LocText corpus

Name Description Annotations Documents Curators Links / Download
 LocText Protein subcellular localizations for human, yeast, and arabidopsis. Details, entities: proteins, subcellular localizations (loc), organisms
relations: protein ↔ loc, protein ↔ organism
100 abstracts anndoc BioC PubAnnotation

The LocText corpus of protein subcellular localization

Brief summary

The LocText corpus consists of 100 abstracts that have been manually annotated for proteins, subcellular localizations, organisms, and relations among them. The focus of the corpus is on the annotation of proteins and their subcellular localizations. It was developed by Tatyana Goldberg (goldberg@rostlab.org), Shrikant Vinchurkar (shrikantpvinchurkar@gmail.com), Juan Miguel Cejuela (juanmi@tagtog.net), Lars Juhl Jensen (lars.juhl.jensen@cpr.ku.dk), and Burkhard Rost (assistant@rostlab.org).

Document collection

To obtain abstracts related to the subcellular localization of proteins, we extracted PubMed identifiers of articles cited by UniProtKB protein subcellular localization annotations.

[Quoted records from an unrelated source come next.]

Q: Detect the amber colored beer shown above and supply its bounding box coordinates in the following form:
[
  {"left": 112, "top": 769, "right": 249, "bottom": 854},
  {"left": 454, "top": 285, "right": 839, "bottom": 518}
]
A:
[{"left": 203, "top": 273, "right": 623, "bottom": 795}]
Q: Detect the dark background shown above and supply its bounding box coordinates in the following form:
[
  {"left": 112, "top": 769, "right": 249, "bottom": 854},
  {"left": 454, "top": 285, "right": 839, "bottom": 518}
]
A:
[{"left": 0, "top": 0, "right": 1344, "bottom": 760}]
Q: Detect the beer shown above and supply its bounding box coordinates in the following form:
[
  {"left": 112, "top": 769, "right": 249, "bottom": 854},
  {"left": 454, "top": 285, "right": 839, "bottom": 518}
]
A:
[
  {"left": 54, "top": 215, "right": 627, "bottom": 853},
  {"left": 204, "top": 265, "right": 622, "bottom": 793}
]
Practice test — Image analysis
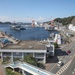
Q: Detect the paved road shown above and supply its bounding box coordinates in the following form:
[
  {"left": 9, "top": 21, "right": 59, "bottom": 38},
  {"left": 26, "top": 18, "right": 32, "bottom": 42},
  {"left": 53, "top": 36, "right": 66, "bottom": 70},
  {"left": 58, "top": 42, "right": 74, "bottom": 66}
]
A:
[
  {"left": 50, "top": 41, "right": 75, "bottom": 73},
  {"left": 61, "top": 56, "right": 75, "bottom": 75},
  {"left": 0, "top": 64, "right": 6, "bottom": 75}
]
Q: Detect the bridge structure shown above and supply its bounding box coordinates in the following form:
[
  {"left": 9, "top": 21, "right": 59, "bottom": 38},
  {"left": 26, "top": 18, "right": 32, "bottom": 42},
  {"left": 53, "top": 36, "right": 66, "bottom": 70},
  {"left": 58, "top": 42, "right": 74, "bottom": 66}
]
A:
[{"left": 4, "top": 62, "right": 55, "bottom": 75}]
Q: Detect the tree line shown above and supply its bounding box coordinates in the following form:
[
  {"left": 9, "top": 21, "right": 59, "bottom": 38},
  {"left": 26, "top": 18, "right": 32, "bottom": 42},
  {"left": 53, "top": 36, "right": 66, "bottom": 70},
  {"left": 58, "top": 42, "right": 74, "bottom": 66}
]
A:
[{"left": 54, "top": 16, "right": 75, "bottom": 25}]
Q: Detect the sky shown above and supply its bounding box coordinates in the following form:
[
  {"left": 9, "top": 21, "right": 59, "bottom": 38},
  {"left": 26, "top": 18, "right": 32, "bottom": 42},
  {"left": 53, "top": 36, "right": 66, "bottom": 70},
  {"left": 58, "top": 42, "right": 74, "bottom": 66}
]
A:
[{"left": 0, "top": 0, "right": 75, "bottom": 22}]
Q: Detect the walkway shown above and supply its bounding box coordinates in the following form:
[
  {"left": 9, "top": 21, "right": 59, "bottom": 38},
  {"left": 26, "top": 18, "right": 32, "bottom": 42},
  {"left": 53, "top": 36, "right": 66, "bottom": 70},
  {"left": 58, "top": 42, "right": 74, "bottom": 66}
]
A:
[
  {"left": 0, "top": 63, "right": 6, "bottom": 75},
  {"left": 5, "top": 63, "right": 55, "bottom": 75}
]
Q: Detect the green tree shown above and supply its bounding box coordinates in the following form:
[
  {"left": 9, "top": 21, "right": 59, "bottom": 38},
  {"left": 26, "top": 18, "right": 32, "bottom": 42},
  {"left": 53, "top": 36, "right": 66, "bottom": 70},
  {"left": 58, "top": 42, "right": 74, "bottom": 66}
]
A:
[
  {"left": 54, "top": 42, "right": 59, "bottom": 48},
  {"left": 24, "top": 55, "right": 37, "bottom": 66}
]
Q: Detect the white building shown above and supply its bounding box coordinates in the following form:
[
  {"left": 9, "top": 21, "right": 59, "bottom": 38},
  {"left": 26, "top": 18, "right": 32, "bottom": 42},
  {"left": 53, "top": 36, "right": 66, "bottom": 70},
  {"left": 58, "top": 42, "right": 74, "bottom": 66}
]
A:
[
  {"left": 0, "top": 41, "right": 54, "bottom": 63},
  {"left": 54, "top": 34, "right": 61, "bottom": 44},
  {"left": 68, "top": 24, "right": 75, "bottom": 31}
]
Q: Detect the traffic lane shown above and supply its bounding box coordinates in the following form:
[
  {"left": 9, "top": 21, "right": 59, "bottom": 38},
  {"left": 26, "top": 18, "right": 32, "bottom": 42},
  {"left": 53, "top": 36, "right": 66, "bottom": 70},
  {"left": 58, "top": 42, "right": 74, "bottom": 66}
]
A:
[
  {"left": 50, "top": 64, "right": 62, "bottom": 74},
  {"left": 61, "top": 56, "right": 75, "bottom": 75}
]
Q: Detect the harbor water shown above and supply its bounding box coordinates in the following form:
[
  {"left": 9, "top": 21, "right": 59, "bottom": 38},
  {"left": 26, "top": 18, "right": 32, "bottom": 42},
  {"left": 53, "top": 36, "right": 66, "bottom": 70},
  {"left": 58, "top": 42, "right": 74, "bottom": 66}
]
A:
[{"left": 0, "top": 24, "right": 59, "bottom": 40}]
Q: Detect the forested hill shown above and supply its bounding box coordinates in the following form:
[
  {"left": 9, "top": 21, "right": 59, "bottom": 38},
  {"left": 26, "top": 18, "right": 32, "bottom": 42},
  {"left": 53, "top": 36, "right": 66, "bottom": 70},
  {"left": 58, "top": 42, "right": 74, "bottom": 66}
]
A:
[{"left": 54, "top": 16, "right": 75, "bottom": 25}]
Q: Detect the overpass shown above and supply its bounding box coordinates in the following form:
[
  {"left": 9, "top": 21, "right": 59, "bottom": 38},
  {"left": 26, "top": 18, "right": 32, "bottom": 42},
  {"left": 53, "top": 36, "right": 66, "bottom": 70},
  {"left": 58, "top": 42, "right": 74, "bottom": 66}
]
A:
[{"left": 4, "top": 62, "right": 55, "bottom": 75}]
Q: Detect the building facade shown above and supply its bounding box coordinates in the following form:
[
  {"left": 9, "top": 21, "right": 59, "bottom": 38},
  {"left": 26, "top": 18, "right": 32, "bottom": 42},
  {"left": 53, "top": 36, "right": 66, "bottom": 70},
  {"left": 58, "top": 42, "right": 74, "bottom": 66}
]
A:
[{"left": 0, "top": 41, "right": 54, "bottom": 63}]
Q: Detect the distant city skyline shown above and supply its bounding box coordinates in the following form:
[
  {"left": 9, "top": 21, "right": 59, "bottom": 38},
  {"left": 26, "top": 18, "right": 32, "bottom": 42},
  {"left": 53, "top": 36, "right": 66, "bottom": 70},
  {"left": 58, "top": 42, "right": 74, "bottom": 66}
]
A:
[{"left": 0, "top": 0, "right": 75, "bottom": 22}]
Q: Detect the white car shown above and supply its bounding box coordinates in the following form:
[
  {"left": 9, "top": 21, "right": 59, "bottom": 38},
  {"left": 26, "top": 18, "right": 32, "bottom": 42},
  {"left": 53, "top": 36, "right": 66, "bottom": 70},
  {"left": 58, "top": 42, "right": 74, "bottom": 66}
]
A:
[{"left": 57, "top": 60, "right": 63, "bottom": 66}]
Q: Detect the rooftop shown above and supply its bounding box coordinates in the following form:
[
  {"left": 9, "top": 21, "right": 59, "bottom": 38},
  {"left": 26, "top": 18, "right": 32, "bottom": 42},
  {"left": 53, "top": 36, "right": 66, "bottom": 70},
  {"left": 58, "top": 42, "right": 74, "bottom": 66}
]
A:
[{"left": 3, "top": 41, "right": 49, "bottom": 50}]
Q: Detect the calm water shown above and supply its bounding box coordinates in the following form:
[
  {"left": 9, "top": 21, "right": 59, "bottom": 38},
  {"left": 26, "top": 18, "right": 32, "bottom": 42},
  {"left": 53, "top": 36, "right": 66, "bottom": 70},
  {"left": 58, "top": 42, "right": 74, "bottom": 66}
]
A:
[{"left": 0, "top": 24, "right": 59, "bottom": 40}]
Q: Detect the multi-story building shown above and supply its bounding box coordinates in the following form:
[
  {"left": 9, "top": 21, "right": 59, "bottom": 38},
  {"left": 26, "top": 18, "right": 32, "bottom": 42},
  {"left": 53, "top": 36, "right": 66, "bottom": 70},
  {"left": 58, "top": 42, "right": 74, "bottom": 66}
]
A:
[{"left": 0, "top": 41, "right": 54, "bottom": 63}]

From this set of abstracts we randomly selected 100 with the following species breakdown:

  • 50 abstracts pertaining to Homo sapiens (human) proteins
  • 25 abstracts pertaining to Saccharomyces cerevisiae (budding yeast) proteins
  • 25 abstracts pertaining to Arabidopsis thaliana proteins

Document annotation

We manually annotated three types of entities in the text, with most focus on the first two:

  • Proteins: generalizes and combines proteins with their corresponding genes and mRNAs; normalized to UniProtKB identifiers
  • Subcellular localizations: normalized to Gene Ontology (GO) cellular component terms
  • Organisms: normalized to NCBI Taxonomic identifiers

We also annotated two types of relationships with the main focus being on the first one:

  • Protein–subcellular localization: link proteins to the parts of the cell where they reside
  • Protein–organism: primarily annotated to support normalization of proteins

Annotation guidelines

Common for all entity classes

  • Do annotate synonyms or variations (e.g. plural forms) of entity names
  • Do annotate both the long and the short forms separately when they appear together, e.g. amyloid precursor protein (APP)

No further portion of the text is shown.